Friday, June 23, 2006
While the government was busy subpoenaing the reporters who they thought may have leaked confidential Grand Jury secrecy material in the steroid investigation, they must have been surprised to find out that they themselves were the source of a leak. Adam Liptak in a wonderful NYTimes article here details how 8 pages that the government thought had been redacted from a document filed in court was actually available to the public. And the government response to this - well The San Francisco Chronicle notes here that the government calls this "an unfortunate error, one that we regret." Some thoughts here:
- The government needs to improve on IT. That someone can simply copy/paste a redacted document into a word processing program and obtain the content is pretty frightening. Will everyone who received redacted items from the government by email be pulling up the documents today to see if the same works for these items? This is more than "an unfortunate error."
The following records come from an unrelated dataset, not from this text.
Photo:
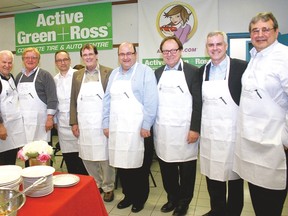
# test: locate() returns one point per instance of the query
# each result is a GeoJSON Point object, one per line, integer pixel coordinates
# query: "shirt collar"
{"type": "Point", "coordinates": [96, 70]}
{"type": "Point", "coordinates": [176, 67]}
{"type": "Point", "coordinates": [222, 64]}
{"type": "Point", "coordinates": [129, 71]}
{"type": "Point", "coordinates": [30, 72]}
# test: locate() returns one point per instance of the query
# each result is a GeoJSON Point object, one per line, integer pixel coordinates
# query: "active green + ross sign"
{"type": "Point", "coordinates": [65, 28]}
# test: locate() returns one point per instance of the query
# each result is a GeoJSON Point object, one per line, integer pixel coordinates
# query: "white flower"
{"type": "Point", "coordinates": [34, 149]}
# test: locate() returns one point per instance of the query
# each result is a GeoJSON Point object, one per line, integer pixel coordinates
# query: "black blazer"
{"type": "Point", "coordinates": [237, 68]}
{"type": "Point", "coordinates": [193, 82]}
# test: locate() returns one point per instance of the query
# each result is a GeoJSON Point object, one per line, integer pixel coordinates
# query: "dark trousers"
{"type": "Point", "coordinates": [74, 163]}
{"type": "Point", "coordinates": [268, 202]}
{"type": "Point", "coordinates": [220, 206]}
{"type": "Point", "coordinates": [135, 182]}
{"type": "Point", "coordinates": [8, 157]}
{"type": "Point", "coordinates": [179, 180]}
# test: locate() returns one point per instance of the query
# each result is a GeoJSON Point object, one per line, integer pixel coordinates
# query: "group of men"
{"type": "Point", "coordinates": [236, 112]}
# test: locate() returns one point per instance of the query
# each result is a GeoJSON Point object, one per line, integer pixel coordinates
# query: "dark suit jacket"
{"type": "Point", "coordinates": [237, 68]}
{"type": "Point", "coordinates": [76, 85]}
{"type": "Point", "coordinates": [193, 82]}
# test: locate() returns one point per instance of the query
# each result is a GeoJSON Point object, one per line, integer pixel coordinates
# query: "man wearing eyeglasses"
{"type": "Point", "coordinates": [37, 97]}
{"type": "Point", "coordinates": [221, 88]}
{"type": "Point", "coordinates": [86, 106]}
{"type": "Point", "coordinates": [67, 141]}
{"type": "Point", "coordinates": [12, 134]}
{"type": "Point", "coordinates": [177, 126]}
{"type": "Point", "coordinates": [130, 106]}
{"type": "Point", "coordinates": [262, 139]}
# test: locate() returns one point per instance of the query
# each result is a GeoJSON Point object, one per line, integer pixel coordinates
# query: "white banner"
{"type": "Point", "coordinates": [190, 21]}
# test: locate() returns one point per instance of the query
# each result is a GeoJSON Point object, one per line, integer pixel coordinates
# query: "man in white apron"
{"type": "Point", "coordinates": [12, 134]}
{"type": "Point", "coordinates": [221, 88]}
{"type": "Point", "coordinates": [130, 106]}
{"type": "Point", "coordinates": [37, 96]}
{"type": "Point", "coordinates": [68, 142]}
{"type": "Point", "coordinates": [177, 126]}
{"type": "Point", "coordinates": [86, 106]}
{"type": "Point", "coordinates": [262, 133]}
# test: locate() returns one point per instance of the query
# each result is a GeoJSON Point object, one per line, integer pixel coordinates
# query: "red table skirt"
{"type": "Point", "coordinates": [81, 199]}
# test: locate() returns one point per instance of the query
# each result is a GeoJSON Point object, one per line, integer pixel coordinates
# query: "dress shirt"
{"type": "Point", "coordinates": [45, 87]}
{"type": "Point", "coordinates": [218, 72]}
{"type": "Point", "coordinates": [92, 76]}
{"type": "Point", "coordinates": [273, 72]}
{"type": "Point", "coordinates": [144, 88]}
{"type": "Point", "coordinates": [176, 67]}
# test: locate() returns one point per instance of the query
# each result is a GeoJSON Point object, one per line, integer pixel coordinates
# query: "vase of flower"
{"type": "Point", "coordinates": [37, 152]}
{"type": "Point", "coordinates": [36, 162]}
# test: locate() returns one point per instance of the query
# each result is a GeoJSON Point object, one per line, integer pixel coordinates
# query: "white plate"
{"type": "Point", "coordinates": [65, 180]}
{"type": "Point", "coordinates": [37, 171]}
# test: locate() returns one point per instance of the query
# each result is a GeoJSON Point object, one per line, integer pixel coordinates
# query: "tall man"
{"type": "Point", "coordinates": [221, 88]}
{"type": "Point", "coordinates": [68, 142]}
{"type": "Point", "coordinates": [37, 97]}
{"type": "Point", "coordinates": [12, 133]}
{"type": "Point", "coordinates": [262, 138]}
{"type": "Point", "coordinates": [177, 126]}
{"type": "Point", "coordinates": [130, 106]}
{"type": "Point", "coordinates": [88, 86]}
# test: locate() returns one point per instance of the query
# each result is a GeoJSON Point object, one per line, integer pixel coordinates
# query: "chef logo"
{"type": "Point", "coordinates": [177, 19]}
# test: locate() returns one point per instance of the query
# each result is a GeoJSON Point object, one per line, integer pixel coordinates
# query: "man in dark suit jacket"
{"type": "Point", "coordinates": [86, 106]}
{"type": "Point", "coordinates": [221, 88]}
{"type": "Point", "coordinates": [177, 126]}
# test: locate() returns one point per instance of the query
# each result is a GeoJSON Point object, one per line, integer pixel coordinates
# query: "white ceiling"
{"type": "Point", "coordinates": [15, 6]}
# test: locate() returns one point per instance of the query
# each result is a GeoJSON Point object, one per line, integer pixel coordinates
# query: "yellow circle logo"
{"type": "Point", "coordinates": [177, 19]}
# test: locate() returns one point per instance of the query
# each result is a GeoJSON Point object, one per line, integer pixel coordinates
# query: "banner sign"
{"type": "Point", "coordinates": [189, 20]}
{"type": "Point", "coordinates": [65, 28]}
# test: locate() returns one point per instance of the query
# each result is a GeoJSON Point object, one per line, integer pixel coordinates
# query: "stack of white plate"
{"type": "Point", "coordinates": [32, 174]}
{"type": "Point", "coordinates": [10, 176]}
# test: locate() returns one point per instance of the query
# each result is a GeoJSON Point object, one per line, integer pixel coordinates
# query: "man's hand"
{"type": "Point", "coordinates": [75, 130]}
{"type": "Point", "coordinates": [3, 132]}
{"type": "Point", "coordinates": [192, 136]}
{"type": "Point", "coordinates": [106, 132]}
{"type": "Point", "coordinates": [145, 133]}
{"type": "Point", "coordinates": [49, 123]}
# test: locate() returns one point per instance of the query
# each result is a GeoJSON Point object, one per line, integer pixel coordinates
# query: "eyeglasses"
{"type": "Point", "coordinates": [172, 51]}
{"type": "Point", "coordinates": [62, 60]}
{"type": "Point", "coordinates": [30, 57]}
{"type": "Point", "coordinates": [264, 30]}
{"type": "Point", "coordinates": [129, 54]}
{"type": "Point", "coordinates": [88, 55]}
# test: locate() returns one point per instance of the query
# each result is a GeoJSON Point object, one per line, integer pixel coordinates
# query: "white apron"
{"type": "Point", "coordinates": [259, 154]}
{"type": "Point", "coordinates": [67, 140]}
{"type": "Point", "coordinates": [93, 144]}
{"type": "Point", "coordinates": [173, 119]}
{"type": "Point", "coordinates": [218, 129]}
{"type": "Point", "coordinates": [12, 118]}
{"type": "Point", "coordinates": [126, 146]}
{"type": "Point", "coordinates": [34, 111]}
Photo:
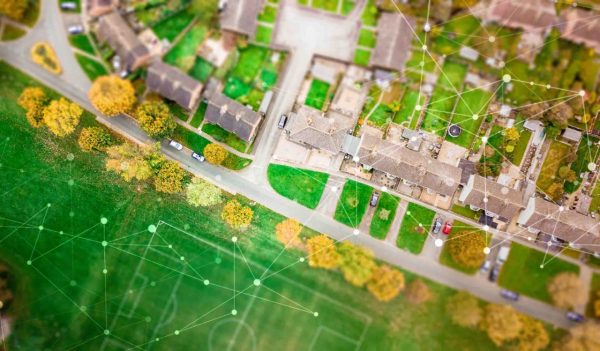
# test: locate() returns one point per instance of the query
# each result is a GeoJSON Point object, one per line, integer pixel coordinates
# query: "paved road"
{"type": "Point", "coordinates": [73, 86]}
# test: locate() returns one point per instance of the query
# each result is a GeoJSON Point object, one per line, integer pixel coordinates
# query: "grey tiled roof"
{"type": "Point", "coordinates": [232, 116]}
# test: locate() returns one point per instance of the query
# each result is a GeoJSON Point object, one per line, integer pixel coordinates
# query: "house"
{"type": "Point", "coordinates": [232, 116]}
{"type": "Point", "coordinates": [495, 199]}
{"type": "Point", "coordinates": [412, 167]}
{"type": "Point", "coordinates": [97, 8]}
{"type": "Point", "coordinates": [580, 26]}
{"type": "Point", "coordinates": [394, 36]}
{"type": "Point", "coordinates": [113, 28]}
{"type": "Point", "coordinates": [313, 128]}
{"type": "Point", "coordinates": [239, 16]}
{"type": "Point", "coordinates": [541, 216]}
{"type": "Point", "coordinates": [173, 84]}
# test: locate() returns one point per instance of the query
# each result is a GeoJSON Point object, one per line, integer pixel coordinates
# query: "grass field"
{"type": "Point", "coordinates": [353, 203]}
{"type": "Point", "coordinates": [65, 301]}
{"type": "Point", "coordinates": [301, 185]}
{"type": "Point", "coordinates": [384, 215]}
{"type": "Point", "coordinates": [415, 228]}
{"type": "Point", "coordinates": [523, 264]}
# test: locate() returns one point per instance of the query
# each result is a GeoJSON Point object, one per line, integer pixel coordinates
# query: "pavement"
{"type": "Point", "coordinates": [252, 182]}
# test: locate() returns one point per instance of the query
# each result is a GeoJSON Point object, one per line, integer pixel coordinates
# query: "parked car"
{"type": "Point", "coordinates": [494, 274]}
{"type": "Point", "coordinates": [176, 145]}
{"type": "Point", "coordinates": [437, 225]}
{"type": "Point", "coordinates": [75, 29]}
{"type": "Point", "coordinates": [198, 157]}
{"type": "Point", "coordinates": [282, 122]}
{"type": "Point", "coordinates": [575, 317]}
{"type": "Point", "coordinates": [509, 295]}
{"type": "Point", "coordinates": [374, 199]}
{"type": "Point", "coordinates": [447, 228]}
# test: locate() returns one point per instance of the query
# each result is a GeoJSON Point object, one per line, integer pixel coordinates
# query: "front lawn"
{"type": "Point", "coordinates": [523, 265]}
{"type": "Point", "coordinates": [353, 203]}
{"type": "Point", "coordinates": [384, 215]}
{"type": "Point", "coordinates": [415, 228]}
{"type": "Point", "coordinates": [301, 185]}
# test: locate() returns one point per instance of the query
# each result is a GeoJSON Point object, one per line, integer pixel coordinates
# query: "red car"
{"type": "Point", "coordinates": [447, 228]}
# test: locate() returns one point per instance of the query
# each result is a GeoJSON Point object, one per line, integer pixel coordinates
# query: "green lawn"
{"type": "Point", "coordinates": [317, 94]}
{"type": "Point", "coordinates": [523, 264]}
{"type": "Point", "coordinates": [353, 203]}
{"type": "Point", "coordinates": [470, 103]}
{"type": "Point", "coordinates": [384, 215]}
{"type": "Point", "coordinates": [82, 42]}
{"type": "Point", "coordinates": [415, 228]}
{"type": "Point", "coordinates": [92, 68]}
{"type": "Point", "coordinates": [301, 185]}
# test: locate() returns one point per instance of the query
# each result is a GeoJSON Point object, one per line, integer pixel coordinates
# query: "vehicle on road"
{"type": "Point", "coordinates": [374, 199]}
{"type": "Point", "coordinates": [494, 274]}
{"type": "Point", "coordinates": [447, 228]}
{"type": "Point", "coordinates": [197, 156]}
{"type": "Point", "coordinates": [282, 122]}
{"type": "Point", "coordinates": [575, 317]}
{"type": "Point", "coordinates": [176, 145]}
{"type": "Point", "coordinates": [437, 225]}
{"type": "Point", "coordinates": [509, 295]}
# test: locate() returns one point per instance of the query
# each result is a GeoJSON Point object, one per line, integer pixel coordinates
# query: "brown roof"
{"type": "Point", "coordinates": [240, 16]}
{"type": "Point", "coordinates": [567, 225]}
{"type": "Point", "coordinates": [232, 116]}
{"type": "Point", "coordinates": [325, 132]}
{"type": "Point", "coordinates": [410, 165]}
{"type": "Point", "coordinates": [173, 84]}
{"type": "Point", "coordinates": [581, 26]}
{"type": "Point", "coordinates": [394, 36]}
{"type": "Point", "coordinates": [492, 197]}
{"type": "Point", "coordinates": [115, 30]}
{"type": "Point", "coordinates": [529, 15]}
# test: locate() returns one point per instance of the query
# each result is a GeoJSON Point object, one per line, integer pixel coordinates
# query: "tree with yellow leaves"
{"type": "Point", "coordinates": [215, 153]}
{"type": "Point", "coordinates": [62, 116]}
{"type": "Point", "coordinates": [236, 215]}
{"type": "Point", "coordinates": [287, 232]}
{"type": "Point", "coordinates": [322, 252]}
{"type": "Point", "coordinates": [386, 283]}
{"type": "Point", "coordinates": [33, 100]}
{"type": "Point", "coordinates": [169, 178]}
{"type": "Point", "coordinates": [94, 139]}
{"type": "Point", "coordinates": [155, 119]}
{"type": "Point", "coordinates": [112, 95]}
{"type": "Point", "coordinates": [357, 264]}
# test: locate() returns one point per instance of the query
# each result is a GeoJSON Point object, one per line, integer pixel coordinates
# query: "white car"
{"type": "Point", "coordinates": [176, 145]}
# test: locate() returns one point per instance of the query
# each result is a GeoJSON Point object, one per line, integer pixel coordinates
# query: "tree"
{"type": "Point", "coordinates": [202, 193]}
{"type": "Point", "coordinates": [466, 248]}
{"type": "Point", "coordinates": [155, 119]}
{"type": "Point", "coordinates": [566, 290]}
{"type": "Point", "coordinates": [94, 138]}
{"type": "Point", "coordinates": [582, 337]}
{"type": "Point", "coordinates": [169, 178]}
{"type": "Point", "coordinates": [236, 215]}
{"type": "Point", "coordinates": [464, 309]}
{"type": "Point", "coordinates": [62, 116]}
{"type": "Point", "coordinates": [501, 323]}
{"type": "Point", "coordinates": [322, 252]}
{"type": "Point", "coordinates": [33, 100]}
{"type": "Point", "coordinates": [112, 95]}
{"type": "Point", "coordinates": [287, 232]}
{"type": "Point", "coordinates": [386, 283]}
{"type": "Point", "coordinates": [14, 9]}
{"type": "Point", "coordinates": [128, 161]}
{"type": "Point", "coordinates": [215, 153]}
{"type": "Point", "coordinates": [417, 292]}
{"type": "Point", "coordinates": [356, 263]}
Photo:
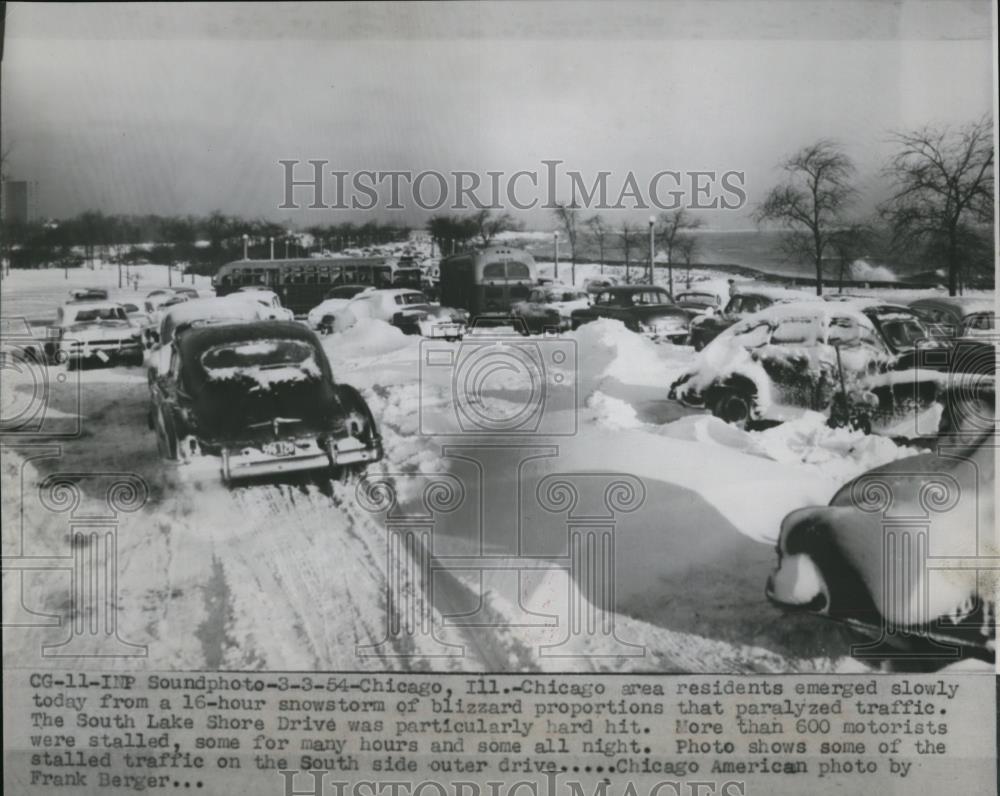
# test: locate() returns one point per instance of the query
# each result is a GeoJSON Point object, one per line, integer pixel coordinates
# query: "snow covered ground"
{"type": "Point", "coordinates": [298, 574]}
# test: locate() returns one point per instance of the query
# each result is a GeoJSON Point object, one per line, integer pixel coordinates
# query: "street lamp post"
{"type": "Point", "coordinates": [555, 272]}
{"type": "Point", "coordinates": [652, 247]}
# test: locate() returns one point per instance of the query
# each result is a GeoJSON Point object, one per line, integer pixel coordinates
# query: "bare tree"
{"type": "Point", "coordinates": [568, 217]}
{"type": "Point", "coordinates": [686, 247]}
{"type": "Point", "coordinates": [810, 203]}
{"type": "Point", "coordinates": [599, 231]}
{"type": "Point", "coordinates": [672, 235]}
{"type": "Point", "coordinates": [488, 226]}
{"type": "Point", "coordinates": [943, 191]}
{"type": "Point", "coordinates": [628, 234]}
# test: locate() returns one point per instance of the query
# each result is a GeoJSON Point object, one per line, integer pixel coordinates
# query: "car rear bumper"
{"type": "Point", "coordinates": [253, 463]}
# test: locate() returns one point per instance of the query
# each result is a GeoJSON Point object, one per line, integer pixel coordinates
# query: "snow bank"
{"type": "Point", "coordinates": [607, 350]}
{"type": "Point", "coordinates": [612, 413]}
{"type": "Point", "coordinates": [863, 270]}
{"type": "Point", "coordinates": [367, 336]}
{"type": "Point", "coordinates": [838, 454]}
- This gives us a clue into what types of things the government redacts. Defense attorneys have been known to receive documents with less than a line on a page because the entire page has been redacted by the government. Sometimes one has to wonder if all the items that were in fact redacted ought to have been - this allows us to judge the government redaction process.
- Should this "glitch" be investigated and people indicted? It is more than ironic that the government was investigating leaks only to find that they are leaking. It kind of reminds you of the saying - People in glass houses shouldn't throw stones.
- Grand Jury Secrecy is Important. It is important for the prosecution as it allows them to investigate without being subject to public oversight. It is also important for individuals, especially public figures - like sports figures and politicians, that they not be named until indictment (if there is one), as the mere mention of them being associated with a grand jury investigation can have a negative effect on their career. Leaks in grand jury secrecy cannot be tolerated.
- Now if this were a corporation that had committed this misconduct, would someone from the government be looking to see if they had a proper corporate compliance program in place? So was someone monitoring the IT department?